Ich habe den Film, bevor ich mich auf diese Einführung vorbereitete, Jahrzehnte nicht mehr gesehen. Er blieb mir jedoch immer als ein dokumentarisch essayistisches Meisterwerk vage in Erinnerung. Präzise erinnert habe ich allerdings immer die Sequenz mit dem Briefträger.

Jene Sequenz, in deren Kern van der Keuken die Umwertung aller Beziehungen im Film situiert, schreibt Ute Holl in einer medien-theoretischen Abhandlung über den Film, beginnt mit der Ankunft des Briefträgers, der im Französischen facteur heißt, auf seinem Moped im Dorf in der Aube, wohin er jener alten Dame, die schon vorgestellt ist, die Zeitung liefert, vage Nachrichten, vom Knattern des Mopeds gestört, ein Gespräch über den vergangenen Sonntag, das Essen, das Fernsehprogramm: Ein Film über Hitler wird im Film zusammengefasst, über die Résistance und die Propaganda.

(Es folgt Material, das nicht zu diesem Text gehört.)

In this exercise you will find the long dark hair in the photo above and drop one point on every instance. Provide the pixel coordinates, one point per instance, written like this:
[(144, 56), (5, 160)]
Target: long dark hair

Rede und Gesichter sind deutlich asynchron. Van der Keuken verfügte nicht über eine Synchrontonkamera und wollte auch nicht den Anschein erwecken, als könne Kino stets Synchronität behaupten. Der Montagecharakter von Bild und Ton wird deutlich ausgestellt. Einerseits scheint das Gespräch zwischen Postbote und Bauersfrau alltäglich und wiederholbar zu sein, andererseits gibt der Film einen bestimmten Moment zu hören und einen bestimmten anderen Moment zu sehen, wie er eben aufgezeichnet wurde und vorliegt auf Zelluloid und Tonband, gefunden unter anderen Momenten, die sich nun immer wieder »jetzt« ereignen können. Der Filmemacher spaltet sich ferienhalber in Bildspur und Tonspur, Auge und Ohr, Bolex und Nagra, und, in der Familie, auch in Mann und Frau, Johan und Nosh, unterschiedliche Aufmerksamkeiten, unterschiedliche Empfindlichkeiten, unterschiedliche Interessen, die sich aneinander brechen: »Das Licht bin ich selbst, unter anderen.« Die Stimme ein Selbst unter anderen. Am Ende jener audiovisuellen Komposition aus Geschichte, Dokument und Propaganda als Ereignis setzt im Ton Vogelgezwitscher ein, aus dem Languedoc, vielleicht, vielleicht aber auch von einem anderen Band aus van der Keukens Tonarchiv.

Wissen in den „Ferien eines Filmemachers“ ist keine Selbstgewissheit, keine Wahrheit, keine seminaristische Rechthaberei, sondern ist eine riskante Recherche nach einem unbestimmten Raum. Nach einem Raum der Erfahrung, van der Keukens Art, in der Welt zu sein.

Johan van der Keuken erlag 2001 seinem Krebsleiden.